Keane is a member of the ABA Commission on Women in the Profession, which sponsored the program titled “Visible Invisibility: Breaking Down Barriers to Women’s Leadership” during the 2012 ABA Midyear Meeting in New Orleans.

The program was held as part of the commission’s Women of Color Research Initiative, which is scheduled to issue a report on the career experiences of women of color in Fortune 500 legal departments in August at the ABA Annual Meeting in Chicago. The report will be the third one issued by the research initiative since it was launched in 2003. The first report, issued in 2006, found that women of color at law firms reported workplace harassment, exclusion from networking opportunities and lack of access to desirable work assignments at higher rates than other demographic segments. A second report (PDF) issued in 2008 described career insights from 28 women of color working as partners at law firms.

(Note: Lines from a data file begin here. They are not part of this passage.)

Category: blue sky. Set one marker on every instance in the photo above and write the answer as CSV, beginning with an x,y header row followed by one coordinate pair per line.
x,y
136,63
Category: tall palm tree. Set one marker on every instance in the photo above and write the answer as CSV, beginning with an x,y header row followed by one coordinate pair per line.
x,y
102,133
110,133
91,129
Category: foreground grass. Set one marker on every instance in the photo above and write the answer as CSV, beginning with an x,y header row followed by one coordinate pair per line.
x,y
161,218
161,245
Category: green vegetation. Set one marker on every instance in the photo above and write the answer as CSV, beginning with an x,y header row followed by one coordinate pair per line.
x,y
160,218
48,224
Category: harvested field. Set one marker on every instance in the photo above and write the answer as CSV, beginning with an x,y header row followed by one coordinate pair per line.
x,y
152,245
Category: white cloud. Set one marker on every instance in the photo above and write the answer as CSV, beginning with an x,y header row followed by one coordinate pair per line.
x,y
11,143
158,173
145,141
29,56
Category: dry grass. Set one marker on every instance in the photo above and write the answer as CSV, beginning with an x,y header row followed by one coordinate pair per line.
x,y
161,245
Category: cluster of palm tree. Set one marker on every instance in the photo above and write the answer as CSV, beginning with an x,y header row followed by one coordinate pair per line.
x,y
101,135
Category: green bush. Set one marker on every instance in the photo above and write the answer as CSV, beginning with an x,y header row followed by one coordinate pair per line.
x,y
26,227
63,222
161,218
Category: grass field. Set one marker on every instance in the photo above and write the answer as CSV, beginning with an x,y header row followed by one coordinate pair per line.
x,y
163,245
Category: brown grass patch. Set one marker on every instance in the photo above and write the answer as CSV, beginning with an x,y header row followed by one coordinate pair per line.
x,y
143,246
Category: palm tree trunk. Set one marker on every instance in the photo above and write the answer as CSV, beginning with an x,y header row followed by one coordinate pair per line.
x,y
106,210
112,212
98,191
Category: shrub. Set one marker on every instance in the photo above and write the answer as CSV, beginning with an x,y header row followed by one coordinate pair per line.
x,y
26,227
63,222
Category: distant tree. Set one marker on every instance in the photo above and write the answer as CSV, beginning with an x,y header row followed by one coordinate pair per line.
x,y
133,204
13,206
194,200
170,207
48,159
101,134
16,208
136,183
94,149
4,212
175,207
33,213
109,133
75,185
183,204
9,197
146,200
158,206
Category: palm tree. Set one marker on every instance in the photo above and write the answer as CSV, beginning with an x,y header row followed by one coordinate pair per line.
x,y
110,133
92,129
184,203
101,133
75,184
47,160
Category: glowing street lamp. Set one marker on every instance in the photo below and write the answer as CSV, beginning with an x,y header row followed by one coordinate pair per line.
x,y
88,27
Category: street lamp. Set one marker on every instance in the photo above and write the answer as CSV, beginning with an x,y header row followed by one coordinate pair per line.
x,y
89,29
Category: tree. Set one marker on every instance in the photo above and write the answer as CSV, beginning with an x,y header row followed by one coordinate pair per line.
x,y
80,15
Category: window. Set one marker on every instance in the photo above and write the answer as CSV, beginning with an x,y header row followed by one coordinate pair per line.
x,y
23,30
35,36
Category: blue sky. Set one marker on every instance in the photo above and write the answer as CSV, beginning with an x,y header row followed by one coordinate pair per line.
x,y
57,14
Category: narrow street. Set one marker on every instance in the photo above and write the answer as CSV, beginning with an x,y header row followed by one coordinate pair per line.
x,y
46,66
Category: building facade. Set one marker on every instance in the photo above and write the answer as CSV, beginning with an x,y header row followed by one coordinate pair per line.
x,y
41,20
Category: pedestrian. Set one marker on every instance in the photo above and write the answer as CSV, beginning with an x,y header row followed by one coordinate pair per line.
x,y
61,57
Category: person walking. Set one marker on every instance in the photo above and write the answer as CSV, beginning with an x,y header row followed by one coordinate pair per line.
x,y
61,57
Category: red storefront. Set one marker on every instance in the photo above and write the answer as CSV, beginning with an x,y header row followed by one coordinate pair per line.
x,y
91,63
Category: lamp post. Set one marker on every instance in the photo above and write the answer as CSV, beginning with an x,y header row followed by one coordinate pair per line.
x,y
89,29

The report on the corporate environment for women lawyers of color is still being written, but it will report that most women of color who participated said they experienced little or no bias in hiring and recruitment, but that they continue to face barriers once they are actually in the workplace, said Lorelie S. Masters, a Women’s Commission member and partner at Jenner & Block in Washington, D.C. The commission’s study also found that nonwhite attorneys, both women and men, are less likely than whites to have a mentor at their place of work, and women of color are least likely to have a white male mentor in a senior position at the company. In addition, women of color said they feel that they earn less than men from day one at their companies.

But some think things are improving. One of the keys is that many corporations have made a commitment to bringing more transparency to their hiring and promotion structures. “If you’ve got transparency, you know how to tackle it,” said Michele Coleman Mayes, executive vice president and general counsel for Allstate Insurance Co., where, she said, “Transparency is a core value.” (Mayes received the Margaret Brent Women of Achievement Award sponsored by the Women’s Commission in 2003.)

A key benefit of transparency is that it helps employees to understand what they need to do to move into other positions, said Isabella Fu, an associate general counsel at Microsoft Corp. “That way,” she said, “you can see what the necessary skills are and how to build them.”

But Mayes said it’s important for an individual to continue to emphasize her own career growth. “People get into jobs and then stop networking. Big mistake,” she said. “A lot of people say they want to take the risk until you ask them to.”